Have you ever heard the words efficacy and effectiveness being used interchangeably? You probably have used them as synonyms at times, especially in describing COVID-19 vaccines.
Well, this article is here to first inform you of their difference, with a focus on vaccine efficacy and effectiveness which has been wrongly used and has thus led to one form of misinformation or another.
Let’s start with the term public health impact. This is usually measured to place the association between an exposure and an outcome into a meaningful public health context. Measures of public health impact reflect the burden that exposure contributes to the frequency of disease in the population and two methods are often used; the attributable proportion and efficacy or effectiveness.

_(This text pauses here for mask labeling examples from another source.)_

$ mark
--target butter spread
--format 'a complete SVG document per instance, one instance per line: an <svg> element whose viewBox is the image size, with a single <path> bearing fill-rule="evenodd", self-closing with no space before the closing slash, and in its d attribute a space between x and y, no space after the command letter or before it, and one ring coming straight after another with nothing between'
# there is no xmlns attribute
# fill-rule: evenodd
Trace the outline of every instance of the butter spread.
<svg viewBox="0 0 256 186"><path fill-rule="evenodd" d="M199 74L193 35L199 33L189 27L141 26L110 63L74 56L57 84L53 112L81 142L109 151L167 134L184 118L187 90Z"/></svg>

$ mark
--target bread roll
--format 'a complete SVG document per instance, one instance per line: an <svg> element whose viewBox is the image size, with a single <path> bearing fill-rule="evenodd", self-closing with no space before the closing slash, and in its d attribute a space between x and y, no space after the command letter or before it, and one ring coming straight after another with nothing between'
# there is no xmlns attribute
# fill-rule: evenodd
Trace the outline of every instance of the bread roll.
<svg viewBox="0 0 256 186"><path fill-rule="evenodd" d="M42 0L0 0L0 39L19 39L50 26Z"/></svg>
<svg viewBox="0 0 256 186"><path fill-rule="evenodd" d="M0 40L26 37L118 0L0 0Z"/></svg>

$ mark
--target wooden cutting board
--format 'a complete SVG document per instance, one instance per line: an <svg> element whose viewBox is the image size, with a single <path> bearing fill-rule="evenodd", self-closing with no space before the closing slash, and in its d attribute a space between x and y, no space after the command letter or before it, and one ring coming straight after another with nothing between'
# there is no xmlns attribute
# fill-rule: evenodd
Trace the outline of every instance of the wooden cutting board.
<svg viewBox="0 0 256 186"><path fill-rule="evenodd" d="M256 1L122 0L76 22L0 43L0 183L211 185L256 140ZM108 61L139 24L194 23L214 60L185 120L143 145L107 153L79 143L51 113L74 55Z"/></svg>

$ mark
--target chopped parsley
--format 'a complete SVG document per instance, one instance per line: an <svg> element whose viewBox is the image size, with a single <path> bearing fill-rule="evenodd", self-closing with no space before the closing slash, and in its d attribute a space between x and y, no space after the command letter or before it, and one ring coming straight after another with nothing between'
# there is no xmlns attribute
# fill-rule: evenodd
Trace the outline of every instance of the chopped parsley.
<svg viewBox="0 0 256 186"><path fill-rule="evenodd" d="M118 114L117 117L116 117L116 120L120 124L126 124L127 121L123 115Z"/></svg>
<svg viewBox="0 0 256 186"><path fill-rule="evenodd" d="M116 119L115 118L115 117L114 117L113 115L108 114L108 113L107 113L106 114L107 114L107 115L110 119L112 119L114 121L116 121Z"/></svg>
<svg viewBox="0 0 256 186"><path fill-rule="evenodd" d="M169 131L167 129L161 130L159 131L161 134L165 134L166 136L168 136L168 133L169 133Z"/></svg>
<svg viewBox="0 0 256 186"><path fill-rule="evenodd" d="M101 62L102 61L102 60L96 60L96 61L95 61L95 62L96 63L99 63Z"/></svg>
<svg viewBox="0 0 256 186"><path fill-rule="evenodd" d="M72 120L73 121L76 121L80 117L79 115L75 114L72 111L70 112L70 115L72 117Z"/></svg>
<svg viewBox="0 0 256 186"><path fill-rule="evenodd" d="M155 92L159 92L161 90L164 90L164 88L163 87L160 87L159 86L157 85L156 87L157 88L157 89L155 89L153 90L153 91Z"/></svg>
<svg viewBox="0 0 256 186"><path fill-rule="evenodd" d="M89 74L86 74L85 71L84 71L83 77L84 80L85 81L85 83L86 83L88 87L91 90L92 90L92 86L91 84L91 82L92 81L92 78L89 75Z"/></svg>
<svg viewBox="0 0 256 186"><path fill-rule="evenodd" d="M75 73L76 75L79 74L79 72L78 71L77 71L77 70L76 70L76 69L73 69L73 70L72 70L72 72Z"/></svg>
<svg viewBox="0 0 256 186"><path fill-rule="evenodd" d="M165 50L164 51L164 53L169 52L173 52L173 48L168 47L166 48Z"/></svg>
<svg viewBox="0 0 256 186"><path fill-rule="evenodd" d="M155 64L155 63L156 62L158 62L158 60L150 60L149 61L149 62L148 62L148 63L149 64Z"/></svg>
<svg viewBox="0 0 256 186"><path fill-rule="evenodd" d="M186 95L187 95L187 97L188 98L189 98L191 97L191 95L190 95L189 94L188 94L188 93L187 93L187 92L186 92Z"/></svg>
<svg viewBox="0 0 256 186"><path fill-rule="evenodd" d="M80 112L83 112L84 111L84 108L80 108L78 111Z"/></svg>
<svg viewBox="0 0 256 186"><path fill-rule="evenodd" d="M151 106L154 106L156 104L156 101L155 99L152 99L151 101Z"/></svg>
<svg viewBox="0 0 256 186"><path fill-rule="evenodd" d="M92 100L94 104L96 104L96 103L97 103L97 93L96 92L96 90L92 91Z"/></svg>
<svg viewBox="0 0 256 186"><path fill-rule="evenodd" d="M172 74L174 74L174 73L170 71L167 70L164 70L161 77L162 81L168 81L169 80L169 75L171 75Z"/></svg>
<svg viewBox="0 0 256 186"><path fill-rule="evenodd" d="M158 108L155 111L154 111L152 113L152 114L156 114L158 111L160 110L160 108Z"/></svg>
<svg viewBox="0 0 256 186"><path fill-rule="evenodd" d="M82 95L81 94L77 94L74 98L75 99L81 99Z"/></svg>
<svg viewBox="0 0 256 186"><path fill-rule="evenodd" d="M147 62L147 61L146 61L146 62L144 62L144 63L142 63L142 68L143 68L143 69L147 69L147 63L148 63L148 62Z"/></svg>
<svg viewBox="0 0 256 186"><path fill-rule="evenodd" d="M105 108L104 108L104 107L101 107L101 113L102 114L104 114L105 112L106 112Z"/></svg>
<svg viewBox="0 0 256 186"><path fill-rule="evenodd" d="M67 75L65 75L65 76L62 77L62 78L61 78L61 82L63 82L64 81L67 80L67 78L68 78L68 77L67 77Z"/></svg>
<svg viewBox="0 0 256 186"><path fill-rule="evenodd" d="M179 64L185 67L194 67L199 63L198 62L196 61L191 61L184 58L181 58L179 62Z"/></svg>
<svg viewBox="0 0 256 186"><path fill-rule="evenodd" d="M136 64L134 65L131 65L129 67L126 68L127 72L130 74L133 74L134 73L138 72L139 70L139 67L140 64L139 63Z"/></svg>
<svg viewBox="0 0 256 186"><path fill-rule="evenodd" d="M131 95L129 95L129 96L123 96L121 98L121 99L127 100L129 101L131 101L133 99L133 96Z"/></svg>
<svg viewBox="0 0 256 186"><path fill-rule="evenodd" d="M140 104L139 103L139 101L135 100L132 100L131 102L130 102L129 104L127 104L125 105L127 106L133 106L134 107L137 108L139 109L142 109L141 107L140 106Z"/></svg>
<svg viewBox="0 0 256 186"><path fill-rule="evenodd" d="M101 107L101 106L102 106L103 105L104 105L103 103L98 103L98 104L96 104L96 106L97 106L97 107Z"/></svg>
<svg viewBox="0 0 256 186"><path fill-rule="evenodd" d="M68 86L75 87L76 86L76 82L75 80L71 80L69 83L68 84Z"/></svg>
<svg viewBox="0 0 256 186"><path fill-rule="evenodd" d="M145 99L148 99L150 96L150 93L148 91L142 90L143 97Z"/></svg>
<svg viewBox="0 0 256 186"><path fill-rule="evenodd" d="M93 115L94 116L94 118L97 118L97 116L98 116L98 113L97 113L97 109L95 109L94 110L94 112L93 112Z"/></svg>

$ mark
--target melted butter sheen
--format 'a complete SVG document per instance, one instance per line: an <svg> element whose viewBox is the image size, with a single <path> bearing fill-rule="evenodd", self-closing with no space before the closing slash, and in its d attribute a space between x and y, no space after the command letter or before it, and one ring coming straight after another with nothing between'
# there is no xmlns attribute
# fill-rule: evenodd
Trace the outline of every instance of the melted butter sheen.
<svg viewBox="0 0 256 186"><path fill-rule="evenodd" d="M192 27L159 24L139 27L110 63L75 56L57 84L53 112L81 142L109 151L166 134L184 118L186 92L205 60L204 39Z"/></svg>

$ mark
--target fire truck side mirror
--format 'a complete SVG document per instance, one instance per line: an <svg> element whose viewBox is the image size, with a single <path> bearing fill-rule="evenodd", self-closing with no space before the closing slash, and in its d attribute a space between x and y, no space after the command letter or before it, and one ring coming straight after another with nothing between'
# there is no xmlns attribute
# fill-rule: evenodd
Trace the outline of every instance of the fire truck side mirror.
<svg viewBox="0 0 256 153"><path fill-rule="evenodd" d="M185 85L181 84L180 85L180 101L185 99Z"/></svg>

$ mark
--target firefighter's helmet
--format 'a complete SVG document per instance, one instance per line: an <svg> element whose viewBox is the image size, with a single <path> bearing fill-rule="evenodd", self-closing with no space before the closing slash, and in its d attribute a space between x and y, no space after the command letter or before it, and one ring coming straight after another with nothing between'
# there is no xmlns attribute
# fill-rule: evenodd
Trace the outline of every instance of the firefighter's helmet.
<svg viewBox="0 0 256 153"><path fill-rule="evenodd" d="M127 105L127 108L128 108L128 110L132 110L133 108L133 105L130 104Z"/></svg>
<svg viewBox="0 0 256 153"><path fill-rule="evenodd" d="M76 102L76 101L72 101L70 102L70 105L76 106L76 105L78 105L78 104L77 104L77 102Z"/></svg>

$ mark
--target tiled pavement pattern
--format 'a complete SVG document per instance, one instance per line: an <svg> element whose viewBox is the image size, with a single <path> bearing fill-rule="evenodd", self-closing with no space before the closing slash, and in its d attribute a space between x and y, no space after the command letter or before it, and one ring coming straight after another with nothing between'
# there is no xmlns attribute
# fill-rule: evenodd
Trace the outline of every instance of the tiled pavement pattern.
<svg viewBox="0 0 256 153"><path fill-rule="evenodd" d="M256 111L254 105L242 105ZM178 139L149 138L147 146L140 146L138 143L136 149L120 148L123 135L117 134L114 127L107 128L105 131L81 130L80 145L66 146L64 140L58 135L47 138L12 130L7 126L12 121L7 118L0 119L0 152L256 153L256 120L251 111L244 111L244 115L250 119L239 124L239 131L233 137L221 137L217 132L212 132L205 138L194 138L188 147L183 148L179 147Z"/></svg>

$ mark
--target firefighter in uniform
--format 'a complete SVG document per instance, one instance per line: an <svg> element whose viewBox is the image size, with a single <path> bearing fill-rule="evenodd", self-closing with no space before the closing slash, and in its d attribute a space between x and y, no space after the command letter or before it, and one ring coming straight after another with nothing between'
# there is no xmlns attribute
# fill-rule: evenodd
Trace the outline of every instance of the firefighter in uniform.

The term efficacy and effectiveness have been used interchangeably when it comes to vaccines and more often with the rollout of the COVID-19 vaccine.
The two terms are used to describe how well a drug or vaccine works; however, they are not actually the same thing.
Efficacy is the degree to which a vaccine prevents disease and transmission during a trial, that is, under ideal and controlled circumstances in which a vaccinated group and an unvaccinated group, otherwise referred to as a placebo group, are compared in terms of effect on the two groups.
A vaccine with an efficacy of 90% in a trial, for instance, means there was a 90% reduction in infection in the vaccinated group compared to the unvaccinated or placebo group.
Effectiveness on the other hand refers to how well the trial drug performs in the real world when administered.
According to a study by D S Fedson, an efficacy study asks the question, “Does the vaccine work?” while an effectiveness study asks the question “Does vaccination help people?”
Although a vaccine that has a high efficacy rate would be expected to be highly effective in the real world, but this is unlikely to translate into the same effectiveness in practice.
Having looked at both meanings, it is important to note that efficacy in laboratory conditions does not always translate to effectiveness, thus indicating that an efficacy trial can overestimate a vaccine’s impact in practice.
In clinical trials, the conditions under which a participant is taking a vaccine are carefully designed. This means people are often not included in trials if they have underlying health issues or are taking medication that may have side effects.
Also, participants in the trial represent a subsection of the full age range of a population. For example, not many COVID-19 vaccine trials have included young children, even though there will be a need to vaccinate them soon.
When a vaccine is given to the population, factors, such as the medication people are taking, underlying chronic illnesses, age, and how the vaccine is stored and under what conditions the vaccine is administered, can reduce how effective the vaccine is at preventing disease.
How then do we measure effectiveness?
Once the efficacy of a vaccine is determined, measuring its effectiveness is critical to ensuring uptake of the vaccine and to understand how to develop better vaccines.
Therefore, surveillance data is vital to understanding effectiveness, as is immunisation data or capturing data.
This data will cover when people get the vaccine and what proportion of the population in a given country is covered.
The effectiveness of a vaccine is measured in what epidemiologists call observational studies because participants are not randomly assigned to treatment versus a placebo group. For example, case-control studies assess effectiveness by comparing the vaccination status of individuals who develop the disease (cases) with a group of individuals without the disease (controls) who are also representative of the population from which the cases arise. If the vaccine is effective, the cases are more likely to be the unvaccinated individuals.
Vaccines do not always need to have exceptionally high effectiveness to be useful, for example, the influenza vaccine is 40-60% effective and yet saves thousands of lives every year.
What is the situation with available COVID-19 vaccines?
There are approximately 96 COVID-19 vaccines at various stages of clinical development. Presently, interim results of four studies published in scientific journals on the Pfizer, Moderna, AstraZeneca–Oxford and the Gamaleya vaccine exist and only three studies go through the US Food and Drug Administration (FDA) briefing documents on Pfizer, Moderna and Johnson & Johnson.
The efficacy percentage (i.e relative risk reductions) for the Pfizer vaccine is 95%, 94% for the Moderna, 90% for the Gamaleya, 67% for the Johnson and Johnson, and 67% for the AstraZeneca vaccines.
Although attention has focused on vaccine efficacy, fully understanding the efficacy and effectiveness of vaccines is less straightforward than it might seem. Also, the way studies are conducted and results are presented with the use of only Relative Risk Reduction (RRR) omitting Absolute Risk Reduction (ARR), reporting bias is introduced and this affects the interpretation of vaccine efficacy.
It is, therefore, important to have the full picture of what the data actually show to ensure comparisons are based on the combined evidence that puts vaccine trial results in context when communicating about vaccine efficacy.